La fiesta se nos desbarató en el partido contra Camerún. Quizás había el doble de gente en el mismo local. Lloramos con el error fatal de Higuita, nuestra estrella y orgullo nacional. Los cohetes comprados se quedaron sin lanzar. Pasarían casi cuatro años para volver a experimentar lo mismo que en Santa Clara aquel día del empate glorioso con Alemania. Esta vez fue en el sur de Bolívar. Veníamos de varios días de marcha por entre la selva ardiente del Magdalena Medio.
Recién había terminado un largo operativo. No teníamos idea cómo lo habían sabido, pero por unos documentos capturados al enemigo tras un combate, nos enteramos de que aquella embestida tenía por objeto capturar o dar de baja a Timoleón Jiménez, el miembro del Secretariado Nacional que tenía algunos meses de haber llegado a la zona del 24 Frente. Nadie, salvo las unidades que comandaba Pastor y el mismo Timo, conocía de su presencia en la zona.
Había llegado allá en un arriesgado vuelo en avioneta desde los llanos orientales, las proezas que hacía la guerrilla en plena época de la persecución contra el fugado Pablo Escobar. Del Magdalena Medio santandereano, lo habíamos trasladado al otro lado del río grande, siempre por agua, de noche, castigados por el implacable zancudero que domina la región. Tras tres meses de reuniones con los mandos que fundaban el Bloque, por fin salíamos de lo más profundo de la selva.

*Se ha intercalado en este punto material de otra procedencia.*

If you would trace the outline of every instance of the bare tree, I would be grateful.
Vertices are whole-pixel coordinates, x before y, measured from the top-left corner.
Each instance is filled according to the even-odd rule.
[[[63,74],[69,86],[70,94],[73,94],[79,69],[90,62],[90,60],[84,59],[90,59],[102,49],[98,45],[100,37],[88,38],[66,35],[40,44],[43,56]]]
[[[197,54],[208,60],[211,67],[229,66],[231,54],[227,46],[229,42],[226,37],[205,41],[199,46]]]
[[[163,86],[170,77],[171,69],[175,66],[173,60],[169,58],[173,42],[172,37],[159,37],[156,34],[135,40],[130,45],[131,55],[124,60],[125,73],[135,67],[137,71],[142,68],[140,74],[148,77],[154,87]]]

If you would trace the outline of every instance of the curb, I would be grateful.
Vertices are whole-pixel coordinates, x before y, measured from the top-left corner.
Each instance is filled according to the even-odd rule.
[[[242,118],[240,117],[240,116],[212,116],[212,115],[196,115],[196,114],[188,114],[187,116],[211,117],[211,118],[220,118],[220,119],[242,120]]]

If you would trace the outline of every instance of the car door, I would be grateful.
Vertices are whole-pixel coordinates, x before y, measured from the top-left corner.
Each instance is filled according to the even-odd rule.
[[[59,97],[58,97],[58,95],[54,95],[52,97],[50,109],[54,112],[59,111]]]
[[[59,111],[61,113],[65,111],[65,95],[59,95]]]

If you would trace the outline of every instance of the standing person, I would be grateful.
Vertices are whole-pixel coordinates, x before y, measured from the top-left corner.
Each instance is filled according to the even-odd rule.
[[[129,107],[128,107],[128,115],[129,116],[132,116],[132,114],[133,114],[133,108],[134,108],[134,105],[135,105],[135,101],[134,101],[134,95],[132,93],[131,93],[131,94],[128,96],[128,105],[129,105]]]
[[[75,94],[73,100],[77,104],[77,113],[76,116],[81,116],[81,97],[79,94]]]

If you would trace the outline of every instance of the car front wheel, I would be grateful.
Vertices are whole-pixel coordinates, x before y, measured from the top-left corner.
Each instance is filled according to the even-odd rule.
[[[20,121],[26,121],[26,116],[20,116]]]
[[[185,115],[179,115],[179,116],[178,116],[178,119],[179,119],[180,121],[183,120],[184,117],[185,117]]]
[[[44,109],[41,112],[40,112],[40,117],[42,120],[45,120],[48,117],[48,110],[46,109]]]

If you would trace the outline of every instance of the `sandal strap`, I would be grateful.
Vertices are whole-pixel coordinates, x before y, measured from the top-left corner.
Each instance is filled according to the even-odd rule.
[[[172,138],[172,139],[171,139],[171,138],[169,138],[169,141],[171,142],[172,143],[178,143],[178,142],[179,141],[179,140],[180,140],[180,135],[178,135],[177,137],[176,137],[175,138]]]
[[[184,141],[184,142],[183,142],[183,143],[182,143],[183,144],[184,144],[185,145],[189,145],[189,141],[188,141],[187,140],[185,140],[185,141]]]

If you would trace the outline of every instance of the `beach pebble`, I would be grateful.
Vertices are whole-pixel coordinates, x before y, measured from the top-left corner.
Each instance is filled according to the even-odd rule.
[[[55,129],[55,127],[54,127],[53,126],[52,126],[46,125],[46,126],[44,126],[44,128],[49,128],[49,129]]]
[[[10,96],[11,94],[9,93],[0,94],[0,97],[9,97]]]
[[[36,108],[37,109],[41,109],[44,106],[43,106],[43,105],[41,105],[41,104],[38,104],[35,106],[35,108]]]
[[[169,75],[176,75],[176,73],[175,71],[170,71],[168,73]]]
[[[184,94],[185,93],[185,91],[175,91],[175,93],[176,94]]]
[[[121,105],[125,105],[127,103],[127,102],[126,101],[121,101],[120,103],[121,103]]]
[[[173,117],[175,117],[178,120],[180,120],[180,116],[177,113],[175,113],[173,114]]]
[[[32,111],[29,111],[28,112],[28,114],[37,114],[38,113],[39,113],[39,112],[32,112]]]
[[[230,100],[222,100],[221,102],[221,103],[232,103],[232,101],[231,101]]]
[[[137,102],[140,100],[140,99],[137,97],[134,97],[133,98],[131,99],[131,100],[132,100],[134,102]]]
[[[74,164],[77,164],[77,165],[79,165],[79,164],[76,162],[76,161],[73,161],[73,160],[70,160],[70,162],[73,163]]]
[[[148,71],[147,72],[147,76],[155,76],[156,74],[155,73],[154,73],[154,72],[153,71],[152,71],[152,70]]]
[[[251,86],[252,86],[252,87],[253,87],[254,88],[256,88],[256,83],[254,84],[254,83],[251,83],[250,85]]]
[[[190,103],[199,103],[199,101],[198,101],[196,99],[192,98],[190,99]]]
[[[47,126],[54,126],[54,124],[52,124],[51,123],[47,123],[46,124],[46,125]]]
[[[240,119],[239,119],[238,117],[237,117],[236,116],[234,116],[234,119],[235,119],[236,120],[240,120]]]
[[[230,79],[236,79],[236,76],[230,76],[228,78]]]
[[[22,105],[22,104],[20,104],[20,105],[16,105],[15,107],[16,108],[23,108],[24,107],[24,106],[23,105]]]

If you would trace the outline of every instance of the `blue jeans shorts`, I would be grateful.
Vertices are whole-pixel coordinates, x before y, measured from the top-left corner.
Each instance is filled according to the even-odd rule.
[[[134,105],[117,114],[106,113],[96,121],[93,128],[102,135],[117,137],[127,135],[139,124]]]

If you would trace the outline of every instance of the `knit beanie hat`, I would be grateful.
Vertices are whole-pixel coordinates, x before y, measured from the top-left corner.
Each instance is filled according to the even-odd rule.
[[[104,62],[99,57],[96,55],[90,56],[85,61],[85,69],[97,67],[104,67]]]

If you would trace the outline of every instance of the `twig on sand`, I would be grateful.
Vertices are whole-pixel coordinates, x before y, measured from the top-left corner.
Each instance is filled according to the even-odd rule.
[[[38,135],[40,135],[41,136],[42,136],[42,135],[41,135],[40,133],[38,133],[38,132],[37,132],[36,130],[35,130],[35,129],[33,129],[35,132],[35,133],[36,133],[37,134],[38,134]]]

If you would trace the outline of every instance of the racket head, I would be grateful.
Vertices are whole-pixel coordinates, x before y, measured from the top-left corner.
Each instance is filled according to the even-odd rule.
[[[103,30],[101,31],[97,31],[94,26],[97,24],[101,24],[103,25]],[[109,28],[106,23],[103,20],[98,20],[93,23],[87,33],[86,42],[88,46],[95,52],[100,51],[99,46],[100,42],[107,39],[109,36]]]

Recuerdo que cruzamos el río Tamar y nos metimos a la montaña que hacía parte de la finca de un viejo colono fundador de la zona, cuando alguien recordó que estaba por comenzar el partido entre Argentina y Colombia, por la clasificación a la copa mundo de 1994. Timo y Pastor, cediendo al entusiasmo de los guerrilleros, accedieron por fin a sacar el pequeño televisor a blanco y negro que cargaba una de sus tropas, mientras los muchachos se daban mañas para izar una antena.
El partido tenía lugar en Buenos Aires, creíamos que íbamos a perder por goleada. Más de una vez los jefes estuvieron a punto de ordenar que se apagara el aparato y recogieran todo. Las atajadas de Oscar Córdoba, portero colombiano, y los goles que desperdició Argentina, obligaban a lanzar exclamaciones de júbilo. Pero nada como los cinco goles sucesivos de Rincón, Asprilla, Rincón, Asprilla y el tren Valencia. Era imposible contener la felicidad y la bulla respectiva.
Quizás porque todo el mundo se hallaba presenciando el juego, nadie se percató de la gritería que brotaba de aquella montaña esa tarde de 5 de septiembre. Ni siquiera estaba claro que el Ejército hubiera abandonado la zona por completo. Podía haber patrullas camufladas entre la jungla. Quizás ellas estarían también alborotando. Lo cierto fue que apenas terminó el partido, abandonamos el sitio a toda prisa, se suponía que nadie debía conocer nuestra presencia.
Del mundial de 2002, apenas escuché por radio, en medio de la operación que siguió a la ruptura de los diálogos del Caguán, que Brasil había sido campeón y que Ronaldo había sido su figura excepcional. No hubo la menor oportunidad de ver la televisión en un solo juego. Hasta escuchar la radio resultaba peligroso. Igual pasó con el mundial de 2006, en las vegas de los ríos Duda y Guayabero. El famoso cabezazo de Zidane lo miramos tiempo después, en directo fue imposible.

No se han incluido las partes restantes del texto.